I have noticed that INCTOT is coded as “unknown/missing” as soon as one of its unharmonized source variable is also coded “unknown/missing”. However, the converse is not true. Is it because some unharmonized source variables are not available through IPUMS (but they make INCTOT being coded as “unknown/missing” when they are too) or am I missing something?
Relatedly, I’d like to compute a proxy for municipalities’ GDP per capita by summing up INCTOT across all individuals concerned (I know from experience that data at the sub-national level published by the Brazilian Instituted of Statistics – the IBGE – is not reliable, so I’d rather compute this myself). Do you think that I should:
-Replace the unknown/missing values on INCTOT by the non-missing values on the source variables (in order to avoid underestimating municipality’s GDP per capita)?

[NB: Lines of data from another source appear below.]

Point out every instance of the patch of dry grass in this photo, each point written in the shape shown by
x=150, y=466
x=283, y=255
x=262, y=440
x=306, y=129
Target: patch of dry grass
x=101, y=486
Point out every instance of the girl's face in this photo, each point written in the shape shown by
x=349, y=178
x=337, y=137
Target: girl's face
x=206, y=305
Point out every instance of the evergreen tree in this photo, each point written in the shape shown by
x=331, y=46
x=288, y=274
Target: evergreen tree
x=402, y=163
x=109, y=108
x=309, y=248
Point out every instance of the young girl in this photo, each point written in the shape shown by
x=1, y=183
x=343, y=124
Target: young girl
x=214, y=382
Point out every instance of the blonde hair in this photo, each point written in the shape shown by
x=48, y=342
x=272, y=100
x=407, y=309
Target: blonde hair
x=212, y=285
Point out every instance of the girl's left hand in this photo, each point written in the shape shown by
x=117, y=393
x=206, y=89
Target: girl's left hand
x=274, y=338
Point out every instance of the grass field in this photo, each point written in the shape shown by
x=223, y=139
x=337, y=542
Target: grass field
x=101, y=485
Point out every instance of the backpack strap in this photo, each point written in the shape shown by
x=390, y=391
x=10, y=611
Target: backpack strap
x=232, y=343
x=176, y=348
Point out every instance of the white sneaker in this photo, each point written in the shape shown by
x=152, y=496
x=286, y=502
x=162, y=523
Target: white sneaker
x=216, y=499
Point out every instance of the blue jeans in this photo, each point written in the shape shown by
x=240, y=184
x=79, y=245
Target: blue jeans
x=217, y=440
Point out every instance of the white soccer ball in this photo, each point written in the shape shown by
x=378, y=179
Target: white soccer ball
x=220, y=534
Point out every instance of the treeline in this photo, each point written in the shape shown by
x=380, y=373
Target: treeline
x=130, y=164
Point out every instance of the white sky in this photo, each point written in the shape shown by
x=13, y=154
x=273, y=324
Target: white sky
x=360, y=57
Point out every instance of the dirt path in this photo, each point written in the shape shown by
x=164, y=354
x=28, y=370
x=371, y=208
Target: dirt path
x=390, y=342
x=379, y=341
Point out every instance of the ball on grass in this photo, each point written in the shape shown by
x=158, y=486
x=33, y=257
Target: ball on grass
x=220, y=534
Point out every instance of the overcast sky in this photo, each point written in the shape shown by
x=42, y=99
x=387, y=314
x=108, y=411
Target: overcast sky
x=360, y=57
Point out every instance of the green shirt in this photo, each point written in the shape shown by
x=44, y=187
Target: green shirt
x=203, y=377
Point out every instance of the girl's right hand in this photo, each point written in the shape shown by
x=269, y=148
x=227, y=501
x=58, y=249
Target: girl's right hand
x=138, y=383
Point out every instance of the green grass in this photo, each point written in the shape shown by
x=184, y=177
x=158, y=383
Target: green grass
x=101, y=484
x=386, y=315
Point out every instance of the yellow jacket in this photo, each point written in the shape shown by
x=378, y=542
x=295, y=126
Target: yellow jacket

-Drop those individuals concerned by “unknown/missing” values on INCTOT from the computation of the municipality’s population?
-Do nothing about this?
Lastly, can you please tell me why there are no “unknown/missing” values on INCTOT for the years 2000 and 2010? I guess that some respondents also failed to answer questions about their income in these years.
Thank your for your help!
PS: notice that the reference period for INCTOT in 1991 is not August 1990 (as written in the Questionnaire Text page), it is August 1991.